Even with the fortifications, Confederate defenses were, however, rather weak. Henry A. Wise, the general in charge of holding the island, complained to his superiors that troop strength fell short of what would be needed for an adequate defense, but the troops were needed elsewhere. Union troops under General Ambrose E. Burnside easily captured the island on February 8, 1862. After the battle, the Union went on to occupy a number of coastal North Carolina towns. Meanwhile, Roanoke Island remained a Union stronghold, garrisoned by Union troops until after the war.
As had been the case in parts of South Carolina and Virginia, once slaves in or near the occupied areas of North Carolina heard that the Union army had established a foothold, they streamed across Union lines with hopes of obtaining freedom. Within weeks of the establishment of official occupation, large numbers of slaves organized themselves into refugee camps at or near Union headquarters in the occupied areas. Following the lead of General Benjamin Butler at Fortress Monroe, General Burnside concluded that the former slaves should be considered “contraband” of war and granted them the status of freedmen. He ordered the officers in charge of the local occupations to provide charitable support and to put the able-bodied men to work, especially in the construction of fortifications and docks.

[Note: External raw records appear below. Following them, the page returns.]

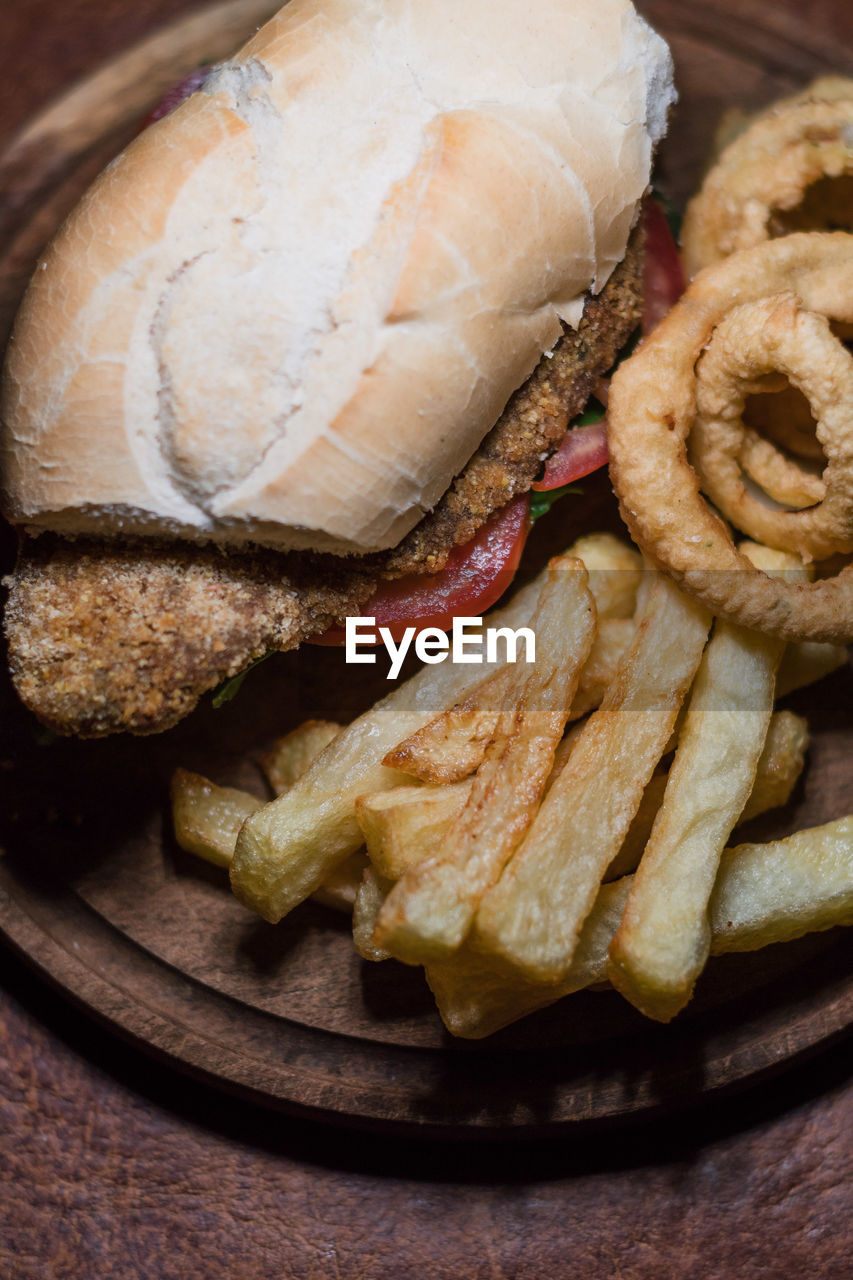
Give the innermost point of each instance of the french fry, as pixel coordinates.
(406, 824)
(369, 897)
(429, 912)
(534, 914)
(287, 849)
(615, 572)
(779, 766)
(662, 944)
(454, 744)
(783, 890)
(612, 641)
(206, 817)
(628, 858)
(338, 890)
(292, 754)
(806, 662)
(763, 894)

During the first few months of the Union occupation of Roanoke Island, over 250 former slaves settled in a camp close to Union headquarters. By the end of the year, the number had grown to 1,000. Most of the former slaves had escaped to the island from the North Carolina mainland; many were strangers to each other. Nevertheless, they set about to establish a thriving community, including their own school and several churches. As word of the camp spread, more and more former slaves fled to the island. Refugees crowded into some of the old Confederate barracks on the north end of the island in an area that became known as Camp Foster, and sanitation problems appeared likely. Seeking to exert control over the Roanoke Island camp, as well as the other contraband camps in North Carolina, in April 1863 Major General John G. Foster, Commander of the 18th Army Corps, appointed the Reverend Horace James, an evangelical Congregationalist minister and abolitionist from Worcester, Massachusetts, to be “Superintendent of all the Blacks” in the Department of North Carolina. Later that spring, Foster ordered James to help establish an organized colony of former slaves on Roanoke Island. Anticipating that a number of the black men would be recruited into the Union army, the military saw the need to provide a safe sanctuary for the families of the black soldiers. Thus, the contraband camp became an officially recognized colony.
Although his headquarters were in New Bern, Horace James felt a special fondness for Roanoke Island. From its inception, he and some of the other military authorities associated with the colony viewed it as more than a temporary shelter for the former slaves. On numerous occasions James wrote of the need to regenerate the South-to eradicate the sin of slavery and replace it with a free labor system. James, in fact, clearly intended the Roanoke Island colony to be a permanent settlement, a model that would be emulated throughout the South. As he underscored in a letter that he wrote for distribution in the North in the summer of 1863 soliciting support for the work on Roanoke Island, James enthusiastically embraced the colonization as an opportunity to create what he termed a “New Social Order.”
In the summer of 1863, James and his assistants laid out what amounted to a New England-style village stretching from Weir’s Point to Pork Point on the north end of the island. Freedpeople were given lots upon which they built their own homes. James thought that small plots of land and domestic manufacturing, along with shad fisheries and a sawmill, would be the keys to the colony’s self-sufficiency and independence.
Work in the colony presented Northern missionary teachers from the American Missionary Association and the New York branch of the National Freedman’s Relief Association with a grand opportunity to put into practice ideas about abolition and evangelicalism that had been simmering in New England for almost forty years. Although six teachers, including Horace James’s cousin Elizabeth James, constituted the heart of the teaching corps on the island, at least twenty-seven missionary teachers, most from New England, worked on the island during the period from 1862 to 1867. Most were evangelical Protestants, with strong abolitionist beliefs and a fervent missionary spirit. Many described their efforts in letters to the offices of the missionary associations and to friends.
The Northern missionaries attempted to infuse the colony with a combination of evangelical fervor and traditional republican values. They firmly believed that education would prepare the freedpeople for citizenship. The Northern press eagerly reported on the struggles and accomplishments in the colony, whose population hovered around 3,500 by the end of the war. The colony was a trial run for some significant ideas-free universal public education, small freeholding, wage labor-that could have drastically altered society and culture in late nineteenth-century North Carolina and the South in general. Time Full of Trial: The Roanoke Island Freedmen’s Colony, 1862-1867 traces the rise and fall of this significant attempt to create a “New Social Order” in the South.